Desktop only. OCR uses the native desktop engine and is not available in the web app.
OCR (optical character recognition) extracts readable text from scanned PDFs and image-based documents. Access it from the OCR side panel inside the PDF Viewer.
Opening the OCR panel
- Open a PDF file in the PDF Viewer.
- Click the OCR button in the viewer toolbar.
- The OCR side panel slides in from the right.
Extracting text
Click Extract Text in the OCR panel to run the engine on the current PDF. Omnilib processes each page and streams the extracted text into the panel as it finishes.
For multi-page documents, the panel shows a progress indicator and a page-by-page breakdown. Each page's extracted text is displayed in order, separated by a divider.
Tip: OCR works best on cleanly scanned documents. Low-resolution or skewed scans produce lower accuracy. If possible, scan at 300 DPI or higher before importing into Omnilib.
Figure extraction
The OCR engine identifies and extracts figures, charts, and diagrams from the PDF. Extracted figures appear as image thumbnails in the panel below the text output.
Each extracted figure is labeled with the page number it came from.
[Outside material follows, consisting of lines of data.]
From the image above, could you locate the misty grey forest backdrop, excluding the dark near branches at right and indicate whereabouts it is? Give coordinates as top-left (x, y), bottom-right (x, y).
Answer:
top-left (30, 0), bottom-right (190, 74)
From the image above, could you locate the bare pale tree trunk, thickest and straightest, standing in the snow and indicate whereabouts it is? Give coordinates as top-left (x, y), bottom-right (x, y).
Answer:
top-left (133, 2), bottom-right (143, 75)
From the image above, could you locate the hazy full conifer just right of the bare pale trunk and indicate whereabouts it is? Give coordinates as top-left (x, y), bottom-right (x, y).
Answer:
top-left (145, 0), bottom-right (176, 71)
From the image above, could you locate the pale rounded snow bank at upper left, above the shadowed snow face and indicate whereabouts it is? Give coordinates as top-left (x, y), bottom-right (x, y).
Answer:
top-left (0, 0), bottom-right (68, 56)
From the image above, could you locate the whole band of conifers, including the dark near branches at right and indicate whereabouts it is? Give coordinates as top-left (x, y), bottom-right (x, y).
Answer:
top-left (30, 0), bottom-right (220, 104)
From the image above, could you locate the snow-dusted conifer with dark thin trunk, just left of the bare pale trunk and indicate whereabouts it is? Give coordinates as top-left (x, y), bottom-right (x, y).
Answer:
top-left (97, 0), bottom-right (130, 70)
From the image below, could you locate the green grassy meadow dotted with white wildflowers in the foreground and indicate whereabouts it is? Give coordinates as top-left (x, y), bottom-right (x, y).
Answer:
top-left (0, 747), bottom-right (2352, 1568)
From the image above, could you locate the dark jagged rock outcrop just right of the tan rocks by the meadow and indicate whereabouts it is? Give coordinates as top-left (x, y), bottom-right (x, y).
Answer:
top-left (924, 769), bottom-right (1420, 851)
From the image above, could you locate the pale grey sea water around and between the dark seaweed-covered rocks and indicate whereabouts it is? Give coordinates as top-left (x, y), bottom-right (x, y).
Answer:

Click a thumbnail to see the full-size image. Save figures individually by right-clicking a thumbnail and selecting Save Image.
Extracted figures are also available in the Literature Review Generator when generating from a research session that includes this PDF.
Using extracted text
Extracted text integrates with the rest of Omnilib:
- Global search — Extracted text is indexed and searchable from the project search bar and the command palette.
- AI context — The AI agent can read extracted text when you add the PDF as context. For scanned PDFs, OCR text is used automatically in place of the raw PDF stream.
- Copy — Select any portion of the extracted text in the panel and copy it to the clipboard.
Saving extracted text
Click Save as File in the OCR panel toolbar to save the full extracted text as a .txt file in your project. The file is named after the source PDF with a -ocr suffix.